A New Computational Inverse Modeling Approach for Cellular Traction Force Microscopy that Accounts for Hydrogel Compressibility
A New Computational Inverse Modeling Approach for Cellular Traction Force Microscopy that Accounts for Hydrogel Compressibility
Peery, G.; West, T. M.; Chemuturi, S. S.; Pham, J. H.; Ferrari, G.; Sacks, M. S.

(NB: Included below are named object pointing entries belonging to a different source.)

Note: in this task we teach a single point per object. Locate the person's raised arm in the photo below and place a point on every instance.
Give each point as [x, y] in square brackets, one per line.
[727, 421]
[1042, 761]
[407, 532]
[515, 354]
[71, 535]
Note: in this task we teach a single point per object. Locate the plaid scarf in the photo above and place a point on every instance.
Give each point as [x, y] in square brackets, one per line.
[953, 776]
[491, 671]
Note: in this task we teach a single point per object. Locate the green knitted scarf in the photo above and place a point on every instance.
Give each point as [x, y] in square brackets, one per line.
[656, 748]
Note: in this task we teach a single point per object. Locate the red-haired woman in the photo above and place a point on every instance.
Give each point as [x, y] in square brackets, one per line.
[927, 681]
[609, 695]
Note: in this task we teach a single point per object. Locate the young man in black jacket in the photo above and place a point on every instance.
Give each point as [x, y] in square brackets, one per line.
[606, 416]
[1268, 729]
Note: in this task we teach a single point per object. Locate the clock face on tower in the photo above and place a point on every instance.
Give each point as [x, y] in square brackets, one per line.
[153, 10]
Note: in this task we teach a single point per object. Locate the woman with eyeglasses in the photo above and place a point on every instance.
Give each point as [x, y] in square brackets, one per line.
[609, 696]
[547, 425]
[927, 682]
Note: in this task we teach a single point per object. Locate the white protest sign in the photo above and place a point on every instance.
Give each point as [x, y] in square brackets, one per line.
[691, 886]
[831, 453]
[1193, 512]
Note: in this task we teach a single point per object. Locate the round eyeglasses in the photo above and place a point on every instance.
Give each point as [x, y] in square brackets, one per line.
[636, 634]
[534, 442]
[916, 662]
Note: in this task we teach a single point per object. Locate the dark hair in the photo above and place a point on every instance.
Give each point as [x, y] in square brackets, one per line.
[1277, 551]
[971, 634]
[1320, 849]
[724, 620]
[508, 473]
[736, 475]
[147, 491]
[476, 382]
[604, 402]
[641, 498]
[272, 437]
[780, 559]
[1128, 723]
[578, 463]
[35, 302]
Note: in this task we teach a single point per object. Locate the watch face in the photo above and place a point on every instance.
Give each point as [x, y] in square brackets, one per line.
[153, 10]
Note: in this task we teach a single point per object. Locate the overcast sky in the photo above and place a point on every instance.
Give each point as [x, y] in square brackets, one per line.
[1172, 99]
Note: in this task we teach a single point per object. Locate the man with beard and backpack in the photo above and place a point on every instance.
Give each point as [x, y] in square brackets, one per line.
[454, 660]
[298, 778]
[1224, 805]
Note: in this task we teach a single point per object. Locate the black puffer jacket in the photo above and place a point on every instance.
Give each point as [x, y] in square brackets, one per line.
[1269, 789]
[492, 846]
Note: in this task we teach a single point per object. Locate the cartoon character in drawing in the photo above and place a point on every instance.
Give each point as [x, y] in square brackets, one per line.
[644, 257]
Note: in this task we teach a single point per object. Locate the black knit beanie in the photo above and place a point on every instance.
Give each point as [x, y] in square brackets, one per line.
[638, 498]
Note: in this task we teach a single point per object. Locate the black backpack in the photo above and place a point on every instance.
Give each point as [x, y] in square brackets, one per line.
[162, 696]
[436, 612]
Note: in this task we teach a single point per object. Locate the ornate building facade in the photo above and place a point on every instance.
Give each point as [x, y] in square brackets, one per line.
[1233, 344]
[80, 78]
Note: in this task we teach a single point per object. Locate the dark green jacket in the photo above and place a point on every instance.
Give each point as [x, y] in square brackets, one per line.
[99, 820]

AbstractWe have recently documented significant compressible behaviors in hydrogels implemented in 3D traction force microscopy (TFM). Therefore, here we have developed a new computational pipeline that accounts for this observation. Additionally, the new method accurately recovers large ranges and spatial heterogeneity of hydrogel moduli induced by cellular remodeling associated with enhanced extracellular matrix secretion and MMP-degradation. The algorithm sought best fit of the 3D displacement field with a multi-stage approach, wherein the Tikhonov regularization parameter in L-BFGS was progressively lowered. Forward simulations were performed in FEniCS, with gradients computed with FEniCS-adjoint and MOOLA to weight degrees of freedom according to hydrogel volume affected. Once developed, we conducted a series of synthetic test cases applying actual cell geometries, experimentally-matched compressibility, and realistic displacements with experimental noise levels. Employing an incompressible material model resulted in predicted moduli with over 415% mean relative error and predicted strain energies 5-fold greater than the prescribed values. Moreover, errors in predicted traction forces were amplified by a factor of 10. Thus, accounting for hydrogel compressibility was critical for accurate hydrogel moduli and strain energy recovery. To demonstrate the utility of our approach, we applied it to TFM data of human mitral valve interstitial cells embedded in PEG hydrogels with pre-altered moduli of 54 Pa. We determined that J ranged [0.45, 1.66] and local hydrogel moduli exhibited large variations, 3.6 Pa to 2.4 MPa. This study underscores the need for correct handling of hydrogel compressibility for accurate estimation of local hydrogel moduli and traction forces.